Jason Sandford
Jason Sandford is a reporter, writer, blogger and photographer interested in all things Asheville.
We went to the candidate forum at the YMI last night. Let’s just say it’s as boring as all the rest. Errington Thompson did his best to keep candidates on their toes by changing up the question a little more often than most. But when you’ve got 14 or 15 candidates lined up to talk, it’s just plain boring.
But we did pick up one important tidbit of information that we think deserves to be explored by local media. Council member Jan Davis, who is up for re-election, told the group his top priority is tackling the issue of “concentrated poverty” in public housing complexes by replacing existing public housing with “mixed-income housing” based on the federal government’s Hope VI model.
The idea is to tear down old housing complexes and scatter the new housing units in various neighborhoods. Davis said he’s on a task force with Mayor Terry Bellamy that’s working on a plan for Ashvegas. From what we’ve heard through the grapevine, the Pisgah View project would be the one targeted for demolition and rebuilding.
This is big news, folks. Remaking our city’s crumbling public housing units will have impacts all across Ashvegas. And it will be controversial, there’s no doubt. Yet we haven’t seen much reporting of the issue, although Davis is clearly talking about the issue in forums and on his web site.

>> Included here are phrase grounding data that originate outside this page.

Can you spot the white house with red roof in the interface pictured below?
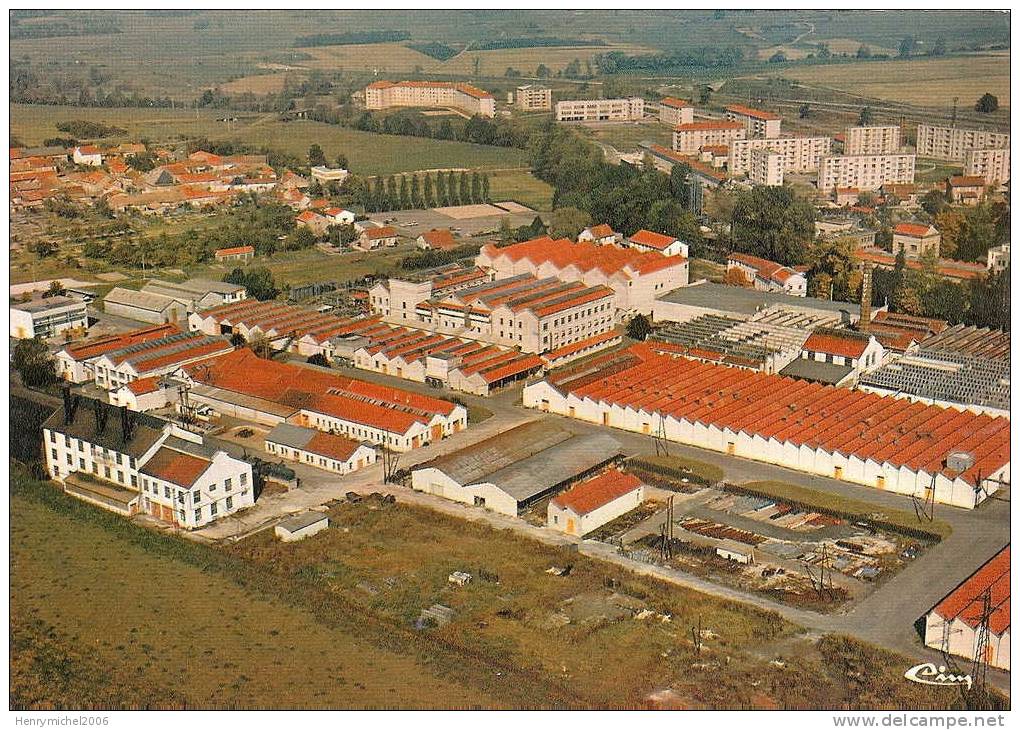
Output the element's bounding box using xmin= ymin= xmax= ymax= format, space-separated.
xmin=72 ymin=145 xmax=104 ymax=167
xmin=264 ymin=423 xmax=376 ymax=475
xmin=625 ymin=229 xmax=688 ymax=258
xmin=798 ymin=327 xmax=885 ymax=377
xmin=547 ymin=468 xmax=645 ymax=536
xmin=727 ymin=253 xmax=807 ymax=297
xmin=111 ymin=376 xmax=173 ymax=412
xmin=416 ymin=228 xmax=458 ymax=251
xmin=323 ymin=207 xmax=355 ymax=226
xmin=892 ymin=222 xmax=941 ymax=258
xmin=924 ymin=545 xmax=1010 ymax=670
xmin=357 ymin=225 xmax=399 ymax=249
xmin=658 ymin=97 xmax=694 ymax=127
xmin=577 ymin=224 xmax=619 ymax=246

Here’s the HUD description of Hope VI.
And here’s a NY Times story about a Hope VI project in Yonkers. A tidbit:
The goal of the Hope VI program is to transform distressed public housing projects into desirable places to live, help residents find jobs and move some of them into homes in better neighborhoods by providing rent assistance. Dozens of communities have taken advantage of the program since it began in 1993 — from Far Rockaway, Queens, to Atlantic City, San Francisco, Washington and Chicago, which has razed nearly half of its high-rise public housing units since 1996.
In those and other cities, the new buildings are attractive, yards are neat and streets have sidewalks that invite neighborly interaction. And the residents who relocated generally moved to neighborhoods that are less poor, more diverse and markedly safer than where they used to live, according to several studies of the Hope VI program.
“There’s a wide variance in the Hope VI experiences, but in many cases, there has been an incredible turnaround,” said Bruce Katz, director of the Metropolitan Policy Program at the Brookings Institution.
I was happy to see that Jan Davis said that his top priority is redistributing and de-concentrating public housing in Asheville. That sounds like a great idea to me.
However, in the Mountain Express, Davis said that his top priority was repealing the Sullivan Acts.
Then he listed his second and third priorities as something else entirely. Then he listed a #4 (which he claims is equal with #3) which doesn’t specifically address the subject, but goes all over the map with addressing homelessness, povery, and crime.
I like Davis as a person (in fact, I’m almost 40, and I even knew him when I was a child; I doubt you could find anybody who dislikes Jan Davis), but it looks to me like he told the folks at YMI one thing, and he told the general public something quite different.